I've had these two quotes in my head for a few weeks now.  I agree with both of them.  And yet sometimes I wonder, how do we know if we are trying to teach a fish to climb a tree?  And is that fair to the student?  If you have an absolutely brilliant swimmer, the best little swimmer you could ever hope for, how important is it if they ever climb that tree?  Is it a just a matter of training?  If I was just a better trainer, or worked harder, or was more committed, would I have the world's most amazing arboreal fish?  I began to feel frustrated by the entreaties from more experienced or more accomplished trainers to just keep at it when I hit stumbling blocks, to not lose faith.  If I keep a log book, if I make a training plan, if I write down my goals, if I videotape and review my sessions - if I trained like the pros, well, surely I couldn't fail.  It would be quitting to do otherwise.

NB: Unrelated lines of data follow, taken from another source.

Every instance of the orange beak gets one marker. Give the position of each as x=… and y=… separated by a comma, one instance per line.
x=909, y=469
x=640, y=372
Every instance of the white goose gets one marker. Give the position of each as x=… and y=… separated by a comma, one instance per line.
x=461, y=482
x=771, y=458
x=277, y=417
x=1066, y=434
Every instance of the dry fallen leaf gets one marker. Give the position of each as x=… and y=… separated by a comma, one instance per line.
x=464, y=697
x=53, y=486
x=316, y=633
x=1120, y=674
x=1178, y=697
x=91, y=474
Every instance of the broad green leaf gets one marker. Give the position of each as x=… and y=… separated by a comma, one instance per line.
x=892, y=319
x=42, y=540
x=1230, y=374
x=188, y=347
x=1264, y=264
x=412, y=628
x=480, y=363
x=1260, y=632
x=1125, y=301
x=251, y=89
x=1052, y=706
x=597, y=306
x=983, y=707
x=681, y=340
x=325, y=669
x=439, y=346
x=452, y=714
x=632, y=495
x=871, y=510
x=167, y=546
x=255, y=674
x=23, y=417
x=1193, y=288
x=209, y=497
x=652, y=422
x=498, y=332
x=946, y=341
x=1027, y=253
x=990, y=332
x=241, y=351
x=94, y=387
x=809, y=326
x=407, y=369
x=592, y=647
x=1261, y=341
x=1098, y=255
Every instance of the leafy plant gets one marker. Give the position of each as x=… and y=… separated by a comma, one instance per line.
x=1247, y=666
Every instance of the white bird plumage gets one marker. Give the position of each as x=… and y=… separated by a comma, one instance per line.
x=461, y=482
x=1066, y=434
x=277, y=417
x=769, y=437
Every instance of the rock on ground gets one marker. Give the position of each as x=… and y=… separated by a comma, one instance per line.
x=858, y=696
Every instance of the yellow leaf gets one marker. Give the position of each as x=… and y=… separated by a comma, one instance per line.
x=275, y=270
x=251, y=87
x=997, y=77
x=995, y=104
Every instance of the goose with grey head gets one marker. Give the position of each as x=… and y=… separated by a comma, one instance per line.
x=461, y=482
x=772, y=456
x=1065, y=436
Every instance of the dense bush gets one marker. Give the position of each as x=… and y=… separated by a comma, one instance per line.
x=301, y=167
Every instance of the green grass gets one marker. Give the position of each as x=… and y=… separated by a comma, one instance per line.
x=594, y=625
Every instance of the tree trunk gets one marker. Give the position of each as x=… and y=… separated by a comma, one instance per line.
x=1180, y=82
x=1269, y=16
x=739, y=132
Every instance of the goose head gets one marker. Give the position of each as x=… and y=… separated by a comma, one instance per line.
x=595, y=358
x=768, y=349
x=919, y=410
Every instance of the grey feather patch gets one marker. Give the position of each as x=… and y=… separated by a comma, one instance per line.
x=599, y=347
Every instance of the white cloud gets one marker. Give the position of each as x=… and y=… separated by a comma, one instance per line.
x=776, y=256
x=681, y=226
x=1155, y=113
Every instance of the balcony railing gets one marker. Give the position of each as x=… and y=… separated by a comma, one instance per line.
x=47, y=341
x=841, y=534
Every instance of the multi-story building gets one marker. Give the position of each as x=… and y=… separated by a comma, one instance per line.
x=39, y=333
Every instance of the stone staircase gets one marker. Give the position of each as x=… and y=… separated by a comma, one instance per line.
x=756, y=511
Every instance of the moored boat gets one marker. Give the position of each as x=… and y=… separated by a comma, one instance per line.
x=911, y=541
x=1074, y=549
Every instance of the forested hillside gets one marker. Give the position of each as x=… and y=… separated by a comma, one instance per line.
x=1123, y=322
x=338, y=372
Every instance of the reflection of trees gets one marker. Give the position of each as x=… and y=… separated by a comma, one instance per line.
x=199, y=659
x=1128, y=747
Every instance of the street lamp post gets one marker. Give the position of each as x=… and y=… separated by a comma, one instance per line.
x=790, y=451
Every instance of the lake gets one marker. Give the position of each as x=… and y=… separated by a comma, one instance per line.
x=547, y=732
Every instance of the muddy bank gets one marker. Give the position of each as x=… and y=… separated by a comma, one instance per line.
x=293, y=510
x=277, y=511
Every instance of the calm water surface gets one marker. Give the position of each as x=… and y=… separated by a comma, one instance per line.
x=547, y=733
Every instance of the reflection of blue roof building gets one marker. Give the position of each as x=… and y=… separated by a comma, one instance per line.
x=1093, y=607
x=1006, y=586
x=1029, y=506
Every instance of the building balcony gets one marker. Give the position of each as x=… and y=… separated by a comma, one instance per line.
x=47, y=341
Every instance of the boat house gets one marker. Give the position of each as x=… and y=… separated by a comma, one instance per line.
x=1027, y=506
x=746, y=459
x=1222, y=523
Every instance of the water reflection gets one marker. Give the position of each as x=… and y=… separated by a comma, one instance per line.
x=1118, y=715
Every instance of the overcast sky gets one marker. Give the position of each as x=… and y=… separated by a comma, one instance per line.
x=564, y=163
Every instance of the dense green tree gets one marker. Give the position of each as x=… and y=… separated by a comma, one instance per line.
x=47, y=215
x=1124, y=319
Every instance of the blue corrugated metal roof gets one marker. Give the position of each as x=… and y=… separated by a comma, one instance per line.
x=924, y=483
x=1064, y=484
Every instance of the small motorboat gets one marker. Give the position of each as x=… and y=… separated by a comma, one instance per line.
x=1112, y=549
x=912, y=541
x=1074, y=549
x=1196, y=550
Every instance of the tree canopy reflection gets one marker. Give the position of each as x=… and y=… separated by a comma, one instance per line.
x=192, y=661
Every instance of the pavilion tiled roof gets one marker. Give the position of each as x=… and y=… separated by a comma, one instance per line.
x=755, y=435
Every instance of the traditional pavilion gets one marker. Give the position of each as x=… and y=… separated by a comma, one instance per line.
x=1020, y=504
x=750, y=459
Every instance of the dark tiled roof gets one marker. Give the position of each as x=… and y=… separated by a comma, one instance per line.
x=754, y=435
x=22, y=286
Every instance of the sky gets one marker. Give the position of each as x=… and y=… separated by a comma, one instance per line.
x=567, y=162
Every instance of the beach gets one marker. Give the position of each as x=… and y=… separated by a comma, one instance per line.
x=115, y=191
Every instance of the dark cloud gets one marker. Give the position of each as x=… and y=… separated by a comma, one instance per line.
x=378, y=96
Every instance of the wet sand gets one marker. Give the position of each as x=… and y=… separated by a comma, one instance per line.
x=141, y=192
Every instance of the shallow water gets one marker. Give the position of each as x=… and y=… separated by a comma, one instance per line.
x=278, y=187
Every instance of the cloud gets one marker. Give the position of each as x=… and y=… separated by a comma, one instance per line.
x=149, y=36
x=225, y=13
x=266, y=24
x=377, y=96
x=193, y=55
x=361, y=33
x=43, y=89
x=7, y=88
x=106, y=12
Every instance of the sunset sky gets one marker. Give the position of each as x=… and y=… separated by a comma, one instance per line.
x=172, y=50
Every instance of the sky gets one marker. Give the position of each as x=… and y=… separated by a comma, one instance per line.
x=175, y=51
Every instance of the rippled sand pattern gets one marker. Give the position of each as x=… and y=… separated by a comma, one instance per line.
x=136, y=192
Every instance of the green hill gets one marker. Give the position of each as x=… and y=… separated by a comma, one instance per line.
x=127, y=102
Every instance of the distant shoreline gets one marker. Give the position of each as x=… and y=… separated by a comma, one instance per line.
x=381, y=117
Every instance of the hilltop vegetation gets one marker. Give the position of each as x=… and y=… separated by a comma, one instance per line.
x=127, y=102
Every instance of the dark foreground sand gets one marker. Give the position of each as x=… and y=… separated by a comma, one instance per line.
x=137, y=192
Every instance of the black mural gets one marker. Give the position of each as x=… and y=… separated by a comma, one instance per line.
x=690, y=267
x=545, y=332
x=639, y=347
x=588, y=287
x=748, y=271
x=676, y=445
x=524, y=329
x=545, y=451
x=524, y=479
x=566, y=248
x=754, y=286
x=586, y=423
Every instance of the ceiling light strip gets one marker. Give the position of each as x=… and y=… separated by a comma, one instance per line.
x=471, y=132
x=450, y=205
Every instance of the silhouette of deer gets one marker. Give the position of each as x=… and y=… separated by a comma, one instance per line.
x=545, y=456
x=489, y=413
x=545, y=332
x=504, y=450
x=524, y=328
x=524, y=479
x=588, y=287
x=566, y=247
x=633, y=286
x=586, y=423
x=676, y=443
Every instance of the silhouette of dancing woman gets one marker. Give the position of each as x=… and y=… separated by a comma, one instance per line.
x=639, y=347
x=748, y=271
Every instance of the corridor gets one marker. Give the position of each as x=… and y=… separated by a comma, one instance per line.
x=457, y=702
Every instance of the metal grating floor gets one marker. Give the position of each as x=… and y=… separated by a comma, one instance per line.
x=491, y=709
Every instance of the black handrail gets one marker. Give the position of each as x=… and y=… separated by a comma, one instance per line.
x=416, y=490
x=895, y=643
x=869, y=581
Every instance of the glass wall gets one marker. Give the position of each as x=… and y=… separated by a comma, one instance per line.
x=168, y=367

Or would it?  Would I be even more unfair if I continue on, urging that fish up that tree day after day?  Who is right?

I wrote these quotes down again yesterday, one above the other as they are here, and I finally noticed something.

"If you JUDGE a fish by its ability to climb a tree, it will spend its whole life believing it is stupid."

It does not say, "if you try to TEACH a fish to climb a tree . . ."

Maybe you can train that fish to climb one day.  And maybe it won't be exactly what you envisioned.  Maybe it will be a long process, with a lot of flopping around on the ground, and maybe when your fish makes it to the first branch you decide, well, good for him, and that is pretty amazing and you celebrate that. You celebrate everything you learned, and the fun you had along the way

The problem is if the climbing matters more to you than the fish does.  When you don't see your fish for the beautiful swimmer he is, when you forget the joy you feel watching him circle and dive, when you don't appreciate how very perfect he truly is, that is where you fail him.

Is it quitting if you decide he doesn't need to reach the highest tree-top in his lifetime?  Only you define and decide that.  When you become disappointed, when you get frustrated, when you find yourself wondering why you don't have a regular spider monkey on your hands - that is when I believe we have lost as trainers.

It is up to us what our goals are as trainers.  I believe in having lofty ones sometimes, and I believe in dreams.  As long as we are fair.  And as long as we always remember that the subject and the process matters more than any final product.

Because your fish will climb back down that tree, and you go home together.  You don't go home with the spectators, the classmates, the instructors.  The people telling you to use a different method.  The people telling you to go try a different tree.  The people telling you to get a squirrel next time.  Those people have never seen the way your fish glistens in the waves and the way the light reflects off his scales like a rainbow, and the love you feel for him every time you see that.

You go home with your perfect beautiful fish, who you know is the best swimmer and climber in the entire world.